A recent New York Times article got me thinking. In “Living Apart Together,” Constance Rosenblum profiles couples who have eschewed cohabitation to maintain separate residences in spite of being in long-term, monogamous relationships.
One couple, Ingrid Doyle and Michael Kenny have been together for 13 years and live 30 blocks and a $7 cab ride apart, while Robert Fontanelli and Rolf Sjogren continue to maintain separate residences after six years.
“Because let’s face it,” Mr. Kenny said, “I’m an old dog.”
Ms. Doyle, who is about a decade younger, lives more elegantly in a seven-room prewar co-op on West 143rd Street in northwest Harlem that she bought 20 years ago for $25,000. Her space is wreathed with 11 windows, and includes such amenities as a dining room and the outline of a fireplace discovered during a recent renovation.
“It wasn’t really a decision,” Mr.

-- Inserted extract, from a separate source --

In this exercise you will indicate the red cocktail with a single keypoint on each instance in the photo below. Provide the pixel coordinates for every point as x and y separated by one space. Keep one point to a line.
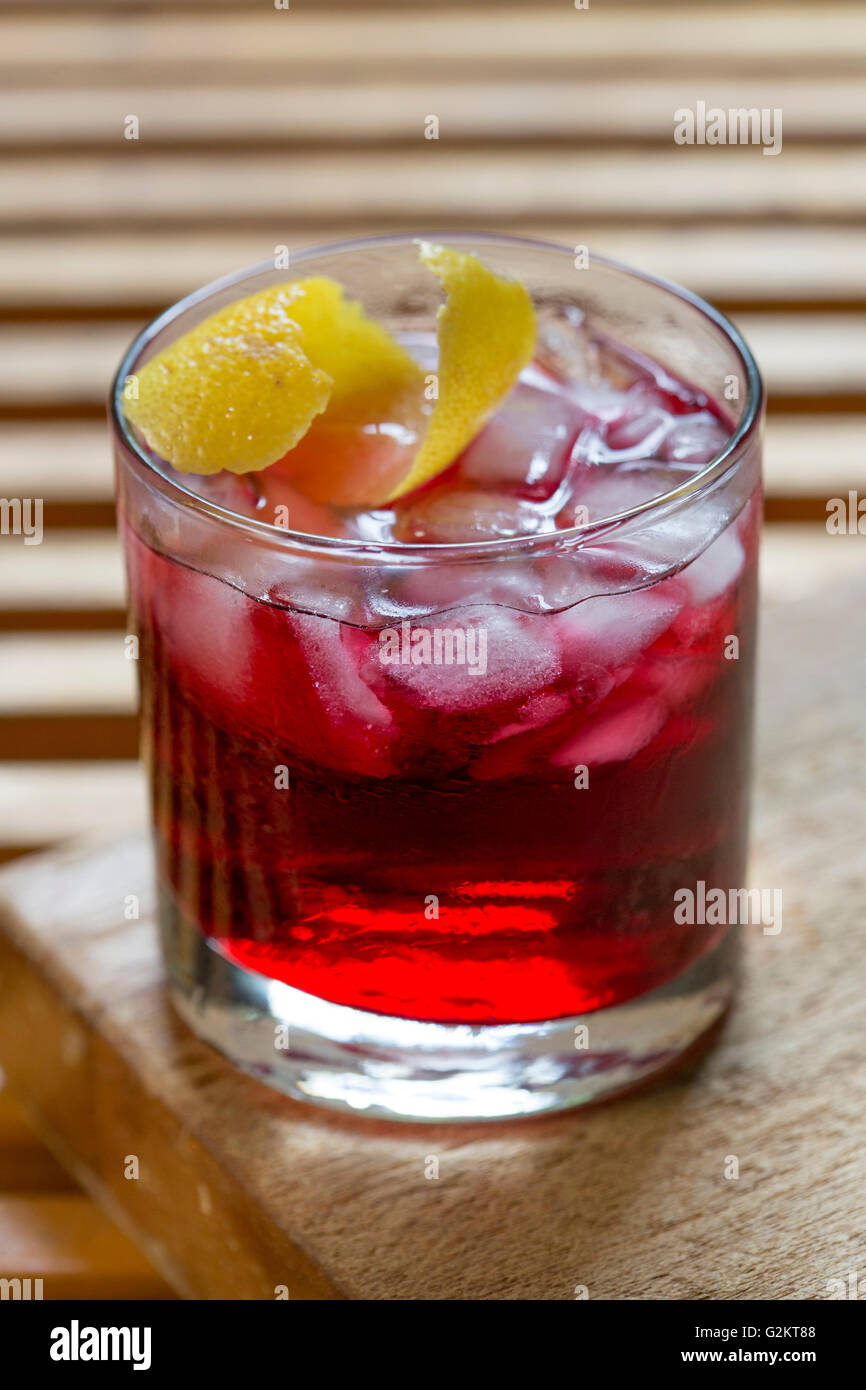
448 761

Kenny said of the arrangement. Both he and Ms. Doyle have grown children from previous marriages who are sometimes in residence. “Plus we’re not newlyweds,” he said. “We’re grown adults.”
Despite different addresses, their lives overlap with an easy rhythm. They vacation together. They see each other most evenings, with him usually staying at her place, the tidier of the two. And although some couples who live this way worry about a loss of daily intimacy — the unexpected hug or the soothing words after a bad dream, Ms. Doyle has no reservations about their lifestyle. “It’s hard to think of downsides,” she said. “Sometimes I miss him, but he’s just a $7 taxi ride away.”
He, in turn, walks the 30 blocks to her place or jumps on the subway. And his reservations are minimal. “I miss the casual comfort of being around someone,” Mr. Kenny said. “But I’ve lived alone for so many years, I think changing would be hard. I have my ways, my possessions. It’s the old saw, that strong fences make good neighbors. A door that can close makes for a good relationship.”
Despite the arrangement working for them, many predictably don’t quite understand the appeal of living apart from one’s significant other.